Steve McQueen’s Widows brilliantly straddles commerce and art cinema

November 01
18:30 2018

Widows is the last film we expected from Steve McQueen, but that is becoming the British writer-director’s auteur signature. Shame didn’t prepare us for 12 Years a Slave. That doesn’t prepare us for this. Further back, McQueen’s award-winning video art didn’t seem the work of a man who would, in a not-far-off future, accomplish a glossy American heist movie that overleaps the art crowd altogether.

Doesn’t exclude it, of course. The art crowd can grab a ride on this flying monster’s paws. For Widows is a culture-commerce crossover, magnificently co-opting an old British TV series (1983, author Lynda La Plante) to create a Chicago-set heist drama, co-scripted by McQueen with Gillian Flynn, the Gone Girl author.

Drama, I say, not thriller. Widows refuses to stop at making our blood race with suspense and excitement. The story’s adrenaline ride may start with a montage crosscutting between a bed scene (Viola Davis and Liam Neeson) and a fatality-strewn crime getaway. A literal **sensored**-**sensored**-bang-bang opening. But we quickly learn that this ride is set in Vanity Fairground, full of rich and swirling themes. Family fracture. Religion. Big-city dynastic corruption (Colin Farrell and dad Robert Duvall sparring over divine-right control of a Chicago district). And race, class, gender.

The widows of the robbers slain in the getaway are black, white and Hispanic: respectively Davis, Elizabeth Debicki and Michelle Rodriguez. A fourth woman (Cynthia Erivo of Bad Times at the El Royale), also black, joins them as getaway driver. The money that vanished with their menfolk will be re-earned, or re-heisted. It won’t just buy off the African-American heavy mob on their tails. (Get Out’s Daniel Kaluuya has a terrifying through-cameo as this gang’s hit man.) It may also buy them time, hope and escape. These women don’t own their lives. They may soon.

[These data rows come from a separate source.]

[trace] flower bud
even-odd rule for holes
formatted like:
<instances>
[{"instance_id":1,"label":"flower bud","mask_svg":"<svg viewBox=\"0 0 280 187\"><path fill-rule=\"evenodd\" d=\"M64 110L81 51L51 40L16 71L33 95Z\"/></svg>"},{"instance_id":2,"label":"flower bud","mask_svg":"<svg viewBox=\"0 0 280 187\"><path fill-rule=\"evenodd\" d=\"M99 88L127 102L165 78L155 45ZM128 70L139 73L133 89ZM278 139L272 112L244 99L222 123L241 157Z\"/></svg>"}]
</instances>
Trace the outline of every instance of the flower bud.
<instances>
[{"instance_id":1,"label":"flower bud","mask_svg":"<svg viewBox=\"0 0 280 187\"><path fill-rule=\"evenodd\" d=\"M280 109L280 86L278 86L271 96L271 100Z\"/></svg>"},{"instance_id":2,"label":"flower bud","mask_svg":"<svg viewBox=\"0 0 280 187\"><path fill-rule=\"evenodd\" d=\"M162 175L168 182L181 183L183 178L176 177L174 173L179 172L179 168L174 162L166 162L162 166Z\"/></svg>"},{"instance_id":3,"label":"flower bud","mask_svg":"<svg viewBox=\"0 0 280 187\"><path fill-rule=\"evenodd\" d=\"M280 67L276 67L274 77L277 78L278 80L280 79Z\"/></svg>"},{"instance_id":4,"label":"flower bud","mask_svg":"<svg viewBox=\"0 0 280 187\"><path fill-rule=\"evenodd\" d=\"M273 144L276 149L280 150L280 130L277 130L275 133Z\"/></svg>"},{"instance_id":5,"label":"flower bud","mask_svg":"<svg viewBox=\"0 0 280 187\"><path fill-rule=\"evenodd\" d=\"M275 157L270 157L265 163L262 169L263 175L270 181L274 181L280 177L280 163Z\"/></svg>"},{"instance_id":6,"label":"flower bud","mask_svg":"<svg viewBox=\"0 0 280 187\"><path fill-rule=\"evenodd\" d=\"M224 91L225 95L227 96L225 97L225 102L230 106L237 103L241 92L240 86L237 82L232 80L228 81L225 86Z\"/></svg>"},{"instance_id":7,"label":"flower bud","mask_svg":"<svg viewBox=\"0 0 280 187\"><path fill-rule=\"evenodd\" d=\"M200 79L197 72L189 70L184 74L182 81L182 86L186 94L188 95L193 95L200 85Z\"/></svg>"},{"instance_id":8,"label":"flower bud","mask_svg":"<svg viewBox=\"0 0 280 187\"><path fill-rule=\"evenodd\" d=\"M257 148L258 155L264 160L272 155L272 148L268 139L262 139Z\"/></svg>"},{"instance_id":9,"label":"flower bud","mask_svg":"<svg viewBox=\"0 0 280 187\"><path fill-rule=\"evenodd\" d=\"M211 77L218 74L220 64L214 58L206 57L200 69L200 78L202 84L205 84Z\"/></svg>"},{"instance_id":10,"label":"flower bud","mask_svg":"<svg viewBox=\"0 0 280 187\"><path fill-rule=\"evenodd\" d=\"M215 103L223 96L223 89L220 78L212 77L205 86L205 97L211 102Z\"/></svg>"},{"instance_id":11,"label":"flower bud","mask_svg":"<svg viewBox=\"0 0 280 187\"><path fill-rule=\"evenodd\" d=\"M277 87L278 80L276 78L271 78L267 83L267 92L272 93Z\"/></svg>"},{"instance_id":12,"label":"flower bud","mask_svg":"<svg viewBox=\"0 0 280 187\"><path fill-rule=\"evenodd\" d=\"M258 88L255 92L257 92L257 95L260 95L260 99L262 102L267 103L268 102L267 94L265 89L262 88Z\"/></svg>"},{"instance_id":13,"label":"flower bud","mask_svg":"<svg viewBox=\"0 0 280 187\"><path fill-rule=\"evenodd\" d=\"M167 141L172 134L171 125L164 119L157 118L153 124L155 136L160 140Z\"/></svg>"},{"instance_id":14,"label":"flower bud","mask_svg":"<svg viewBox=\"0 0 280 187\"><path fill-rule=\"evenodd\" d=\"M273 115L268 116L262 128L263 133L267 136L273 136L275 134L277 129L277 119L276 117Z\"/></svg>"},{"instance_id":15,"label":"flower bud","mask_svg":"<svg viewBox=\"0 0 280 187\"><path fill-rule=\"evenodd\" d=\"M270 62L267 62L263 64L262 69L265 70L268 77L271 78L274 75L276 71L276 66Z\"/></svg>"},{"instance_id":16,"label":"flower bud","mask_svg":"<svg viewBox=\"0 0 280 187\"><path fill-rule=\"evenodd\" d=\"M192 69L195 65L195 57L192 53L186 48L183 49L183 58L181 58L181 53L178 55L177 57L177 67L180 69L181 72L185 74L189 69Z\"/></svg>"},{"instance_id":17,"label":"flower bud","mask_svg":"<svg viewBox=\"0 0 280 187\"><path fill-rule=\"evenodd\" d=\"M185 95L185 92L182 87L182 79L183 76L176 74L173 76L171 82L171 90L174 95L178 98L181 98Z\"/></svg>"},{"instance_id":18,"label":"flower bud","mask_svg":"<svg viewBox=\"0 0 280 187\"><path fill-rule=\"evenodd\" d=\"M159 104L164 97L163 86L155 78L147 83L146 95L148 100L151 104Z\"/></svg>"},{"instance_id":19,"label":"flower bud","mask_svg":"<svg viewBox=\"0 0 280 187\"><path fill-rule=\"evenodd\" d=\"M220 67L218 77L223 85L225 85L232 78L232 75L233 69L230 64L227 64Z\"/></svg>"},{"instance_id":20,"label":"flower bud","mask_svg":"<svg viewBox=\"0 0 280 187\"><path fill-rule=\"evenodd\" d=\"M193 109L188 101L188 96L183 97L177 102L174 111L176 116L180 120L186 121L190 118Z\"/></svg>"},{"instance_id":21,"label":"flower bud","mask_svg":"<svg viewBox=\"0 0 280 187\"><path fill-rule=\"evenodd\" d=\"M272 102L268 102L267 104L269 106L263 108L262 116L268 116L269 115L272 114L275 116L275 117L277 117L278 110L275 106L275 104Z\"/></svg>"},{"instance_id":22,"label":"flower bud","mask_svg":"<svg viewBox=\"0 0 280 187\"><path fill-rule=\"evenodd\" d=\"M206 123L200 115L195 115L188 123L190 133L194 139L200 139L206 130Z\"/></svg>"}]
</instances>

From left, Elizabeth Debicki, Viola Davis, Michelle Rodriguez and Cynthia Erivo

Widows could have gone hopelessly wrong. It could have been a trendy treatise on female empowerment, plonked by a killjoy message-monger atop a thriller tale, to crush the life from it. Instead the film is all life. McQueen has a vivifying idea in every scene. Watch the moment Davis and her little white dog revisit Neeson’s old HQ, a dark, funky, unkempt warehouse. The dog sentimentally sniffs old scent centres. That’s dogs. Then Davis does the same, pushing her face into an old remembered jacket. That’s humans. Love bonds. Instinct is omni-species.

The four female leads are electrifying. In every possible way they make their crime-path choice one of life or death. More precisely: a choice between endangered lives and the living death of dependency and indenture, social, sexual or racial. An hour and 20 minutes into the plot, there is a huge “reveal”. It disorients us. Then we realise we’re not oriented anyway. That’s the power and spell of Widows. You don’t know where it’s going until it ends. Then you realise that, to become the masterwork it is, it couldn’t have gone anywhere else.